© Malatya Time

YA DEVLET BAŞA YA KUZGUN LEŞE

Alper ALSANCAK'ın yazdığı bu yazıyı zevk ile okuyacaksınız...

gununyazisi2agustos

Anadolu ! Tarihin beşiği... Düşmanın hayali, dostun kalleşliği… Anadolu, kıymetin üzerinde yaşayan insanların mücadelesinden alan tarihin gözlerinin görmediği kuytudan; Helen'den, İskender İmparatorluğuna göz kırpan Pers'ten, Haçlı Seferlerine, Anadolu Beyliklerinde huzur bulmayıp, Osmanlı' nın kollarına sığınan… Anadolu, batının göz koyduğu tanrıça… Peygamberler toprağı… Ne çok kıskandılar üzerinde yaşattıklarının huzurunu.
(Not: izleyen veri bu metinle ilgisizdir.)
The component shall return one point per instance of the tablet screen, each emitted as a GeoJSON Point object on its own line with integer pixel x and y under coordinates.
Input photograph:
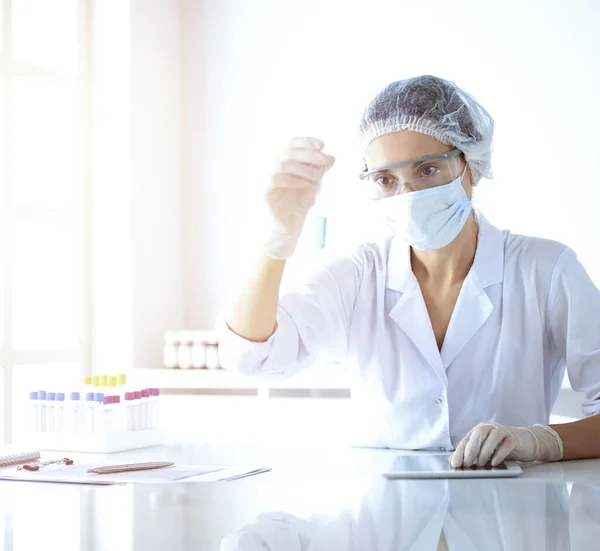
{"type": "Point", "coordinates": [434, 463]}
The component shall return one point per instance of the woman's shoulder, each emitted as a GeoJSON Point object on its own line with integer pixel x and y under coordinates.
{"type": "Point", "coordinates": [533, 253]}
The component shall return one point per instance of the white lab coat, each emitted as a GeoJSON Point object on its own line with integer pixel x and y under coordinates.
{"type": "Point", "coordinates": [526, 310]}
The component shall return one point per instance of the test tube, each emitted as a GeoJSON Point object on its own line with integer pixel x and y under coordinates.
{"type": "Point", "coordinates": [137, 416]}
{"type": "Point", "coordinates": [74, 415]}
{"type": "Point", "coordinates": [155, 407]}
{"type": "Point", "coordinates": [107, 415]}
{"type": "Point", "coordinates": [50, 396]}
{"type": "Point", "coordinates": [129, 409]}
{"type": "Point", "coordinates": [103, 383]}
{"type": "Point", "coordinates": [87, 385]}
{"type": "Point", "coordinates": [99, 412]}
{"type": "Point", "coordinates": [42, 406]}
{"type": "Point", "coordinates": [89, 412]}
{"type": "Point", "coordinates": [120, 423]}
{"type": "Point", "coordinates": [59, 412]}
{"type": "Point", "coordinates": [146, 411]}
{"type": "Point", "coordinates": [34, 409]}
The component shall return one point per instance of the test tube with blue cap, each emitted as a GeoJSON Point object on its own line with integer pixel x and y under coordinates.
{"type": "Point", "coordinates": [98, 412]}
{"type": "Point", "coordinates": [34, 412]}
{"type": "Point", "coordinates": [89, 412]}
{"type": "Point", "coordinates": [59, 409]}
{"type": "Point", "coordinates": [74, 415]}
{"type": "Point", "coordinates": [50, 397]}
{"type": "Point", "coordinates": [42, 408]}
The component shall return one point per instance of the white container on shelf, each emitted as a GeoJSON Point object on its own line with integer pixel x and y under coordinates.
{"type": "Point", "coordinates": [212, 350]}
{"type": "Point", "coordinates": [185, 350]}
{"type": "Point", "coordinates": [199, 350]}
{"type": "Point", "coordinates": [171, 351]}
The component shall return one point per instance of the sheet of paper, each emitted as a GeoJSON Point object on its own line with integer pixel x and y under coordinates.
{"type": "Point", "coordinates": [77, 474]}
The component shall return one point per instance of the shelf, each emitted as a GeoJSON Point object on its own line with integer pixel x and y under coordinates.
{"type": "Point", "coordinates": [325, 378]}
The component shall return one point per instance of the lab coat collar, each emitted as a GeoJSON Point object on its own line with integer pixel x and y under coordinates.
{"type": "Point", "coordinates": [472, 308]}
{"type": "Point", "coordinates": [488, 264]}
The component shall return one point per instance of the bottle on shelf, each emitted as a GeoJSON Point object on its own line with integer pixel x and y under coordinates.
{"type": "Point", "coordinates": [212, 351]}
{"type": "Point", "coordinates": [185, 350]}
{"type": "Point", "coordinates": [199, 350]}
{"type": "Point", "coordinates": [171, 350]}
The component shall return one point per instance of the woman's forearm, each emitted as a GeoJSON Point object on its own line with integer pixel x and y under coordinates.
{"type": "Point", "coordinates": [253, 315]}
{"type": "Point", "coordinates": [581, 439]}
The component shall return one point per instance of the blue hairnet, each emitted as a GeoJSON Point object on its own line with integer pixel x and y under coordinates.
{"type": "Point", "coordinates": [438, 108]}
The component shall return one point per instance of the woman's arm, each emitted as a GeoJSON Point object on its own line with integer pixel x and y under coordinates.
{"type": "Point", "coordinates": [253, 314]}
{"type": "Point", "coordinates": [581, 439]}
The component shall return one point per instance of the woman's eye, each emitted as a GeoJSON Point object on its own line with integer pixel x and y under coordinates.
{"type": "Point", "coordinates": [385, 181]}
{"type": "Point", "coordinates": [428, 170]}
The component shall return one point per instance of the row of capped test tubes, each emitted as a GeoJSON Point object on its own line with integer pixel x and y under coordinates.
{"type": "Point", "coordinates": [94, 412]}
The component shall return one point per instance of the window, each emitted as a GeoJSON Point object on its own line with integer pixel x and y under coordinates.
{"type": "Point", "coordinates": [43, 196]}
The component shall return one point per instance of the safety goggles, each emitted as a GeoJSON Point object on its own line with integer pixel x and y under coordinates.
{"type": "Point", "coordinates": [415, 174]}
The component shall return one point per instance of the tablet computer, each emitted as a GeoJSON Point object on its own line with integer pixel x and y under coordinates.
{"type": "Point", "coordinates": [438, 466]}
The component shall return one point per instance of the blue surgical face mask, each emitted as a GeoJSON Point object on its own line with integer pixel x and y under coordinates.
{"type": "Point", "coordinates": [428, 219]}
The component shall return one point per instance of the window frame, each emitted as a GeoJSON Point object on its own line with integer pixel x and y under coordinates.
{"type": "Point", "coordinates": [9, 69]}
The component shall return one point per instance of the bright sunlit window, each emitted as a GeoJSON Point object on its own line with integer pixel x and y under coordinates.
{"type": "Point", "coordinates": [43, 190]}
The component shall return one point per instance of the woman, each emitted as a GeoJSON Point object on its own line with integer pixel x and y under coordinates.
{"type": "Point", "coordinates": [460, 332]}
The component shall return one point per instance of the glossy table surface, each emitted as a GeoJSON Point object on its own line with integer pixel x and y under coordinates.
{"type": "Point", "coordinates": [313, 499]}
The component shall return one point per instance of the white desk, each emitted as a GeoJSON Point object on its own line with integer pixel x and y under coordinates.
{"type": "Point", "coordinates": [551, 507]}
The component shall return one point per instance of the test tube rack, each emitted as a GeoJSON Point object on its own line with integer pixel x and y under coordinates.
{"type": "Point", "coordinates": [97, 443]}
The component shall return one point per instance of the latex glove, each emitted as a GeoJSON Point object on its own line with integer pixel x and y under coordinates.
{"type": "Point", "coordinates": [495, 442]}
{"type": "Point", "coordinates": [292, 192]}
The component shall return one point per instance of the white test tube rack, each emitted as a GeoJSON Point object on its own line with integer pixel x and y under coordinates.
{"type": "Point", "coordinates": [97, 443]}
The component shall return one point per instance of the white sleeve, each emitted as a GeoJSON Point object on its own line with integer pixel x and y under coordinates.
{"type": "Point", "coordinates": [312, 318]}
{"type": "Point", "coordinates": [574, 326]}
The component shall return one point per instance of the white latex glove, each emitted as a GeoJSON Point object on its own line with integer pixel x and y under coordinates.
{"type": "Point", "coordinates": [292, 192]}
{"type": "Point", "coordinates": [495, 442]}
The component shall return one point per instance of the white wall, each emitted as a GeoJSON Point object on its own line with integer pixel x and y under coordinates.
{"type": "Point", "coordinates": [157, 226]}
{"type": "Point", "coordinates": [257, 73]}
{"type": "Point", "coordinates": [137, 257]}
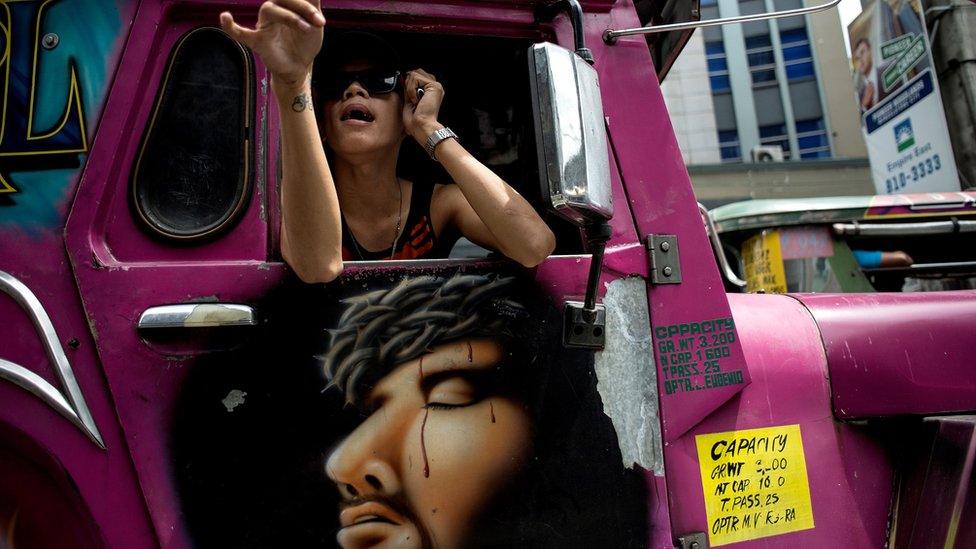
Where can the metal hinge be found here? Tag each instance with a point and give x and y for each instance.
(662, 253)
(696, 540)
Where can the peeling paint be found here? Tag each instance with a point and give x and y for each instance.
(233, 399)
(627, 377)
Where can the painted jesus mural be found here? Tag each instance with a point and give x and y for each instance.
(470, 435)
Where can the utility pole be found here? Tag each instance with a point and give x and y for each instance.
(951, 24)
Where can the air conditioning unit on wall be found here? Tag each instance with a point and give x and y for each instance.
(767, 153)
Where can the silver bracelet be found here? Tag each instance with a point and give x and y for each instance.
(435, 138)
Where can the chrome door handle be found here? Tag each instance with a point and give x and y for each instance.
(197, 315)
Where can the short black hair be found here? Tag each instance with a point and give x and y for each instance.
(384, 328)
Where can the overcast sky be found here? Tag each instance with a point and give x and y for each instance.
(848, 9)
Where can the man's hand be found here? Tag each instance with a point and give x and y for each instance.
(420, 114)
(287, 37)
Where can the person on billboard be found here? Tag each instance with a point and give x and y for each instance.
(351, 204)
(476, 430)
(867, 75)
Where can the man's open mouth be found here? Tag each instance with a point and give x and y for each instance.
(356, 112)
(369, 512)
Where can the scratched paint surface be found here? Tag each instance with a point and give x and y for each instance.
(52, 91)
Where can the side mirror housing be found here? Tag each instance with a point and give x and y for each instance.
(574, 165)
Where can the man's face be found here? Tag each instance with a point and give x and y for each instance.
(358, 122)
(442, 439)
(863, 55)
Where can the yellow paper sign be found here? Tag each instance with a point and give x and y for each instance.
(763, 262)
(755, 483)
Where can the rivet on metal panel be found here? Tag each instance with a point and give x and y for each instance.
(50, 41)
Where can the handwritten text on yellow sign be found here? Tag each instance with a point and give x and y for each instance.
(755, 483)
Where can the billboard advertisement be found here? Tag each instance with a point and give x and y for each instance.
(902, 118)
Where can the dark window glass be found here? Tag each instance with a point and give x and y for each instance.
(192, 176)
(775, 134)
(762, 63)
(718, 68)
(728, 141)
(797, 55)
(812, 138)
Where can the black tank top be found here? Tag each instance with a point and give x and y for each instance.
(417, 241)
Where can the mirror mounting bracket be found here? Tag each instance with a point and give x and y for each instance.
(546, 12)
(584, 323)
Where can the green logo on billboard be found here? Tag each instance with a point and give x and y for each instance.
(904, 136)
(894, 48)
(911, 56)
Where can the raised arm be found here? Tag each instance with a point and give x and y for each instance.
(484, 207)
(287, 37)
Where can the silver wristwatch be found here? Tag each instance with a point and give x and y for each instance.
(435, 138)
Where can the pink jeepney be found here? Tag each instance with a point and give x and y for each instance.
(166, 381)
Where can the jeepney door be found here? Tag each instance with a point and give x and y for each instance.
(168, 236)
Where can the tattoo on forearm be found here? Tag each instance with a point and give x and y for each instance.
(301, 103)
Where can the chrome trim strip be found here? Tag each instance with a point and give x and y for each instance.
(72, 406)
(903, 229)
(610, 36)
(717, 247)
(197, 315)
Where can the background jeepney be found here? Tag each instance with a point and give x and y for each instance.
(158, 384)
(808, 244)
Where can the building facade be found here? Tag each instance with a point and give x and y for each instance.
(780, 88)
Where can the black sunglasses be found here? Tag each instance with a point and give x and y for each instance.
(375, 81)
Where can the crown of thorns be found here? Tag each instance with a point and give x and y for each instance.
(381, 329)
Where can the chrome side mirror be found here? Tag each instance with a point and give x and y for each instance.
(574, 164)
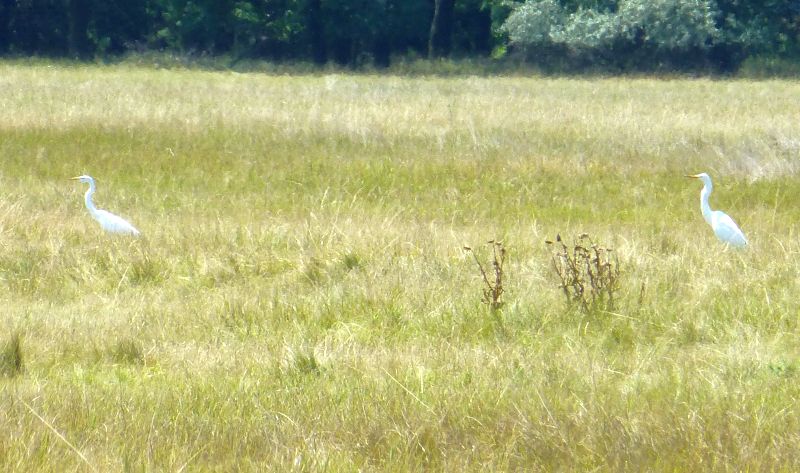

Anadolu son girdiği savaştan çıkarken yeni adını aldı yeni geleceği için…Türkiye Cumhuriyeti'yle... Kürdü, Zazası, Türkü, Çerkezi vs..

Bundandır ki batının bitmek bilmeyen oyunlarının baş konuğu. Yıllardır dolanır içimizde bir el... Kırkbin haramiler her daim iş başındadır. Oyun değişmez oyuncular değişir, adı PKK olur, adı Alevi- Sünni olur, Maraş-Malatya olur adı, darbe olur gelir oturur. Bir jenarasyonun darbesiz büyümesine izin vermez içimizde dolanan hain eller… Her darbe bin yara, bin yıllık geriye gitmişlik, kaybediş. Üzüntü, keder, hayal kırıklığı her şey. Bundandır tarih her şeyi gösterir görmek isteyene...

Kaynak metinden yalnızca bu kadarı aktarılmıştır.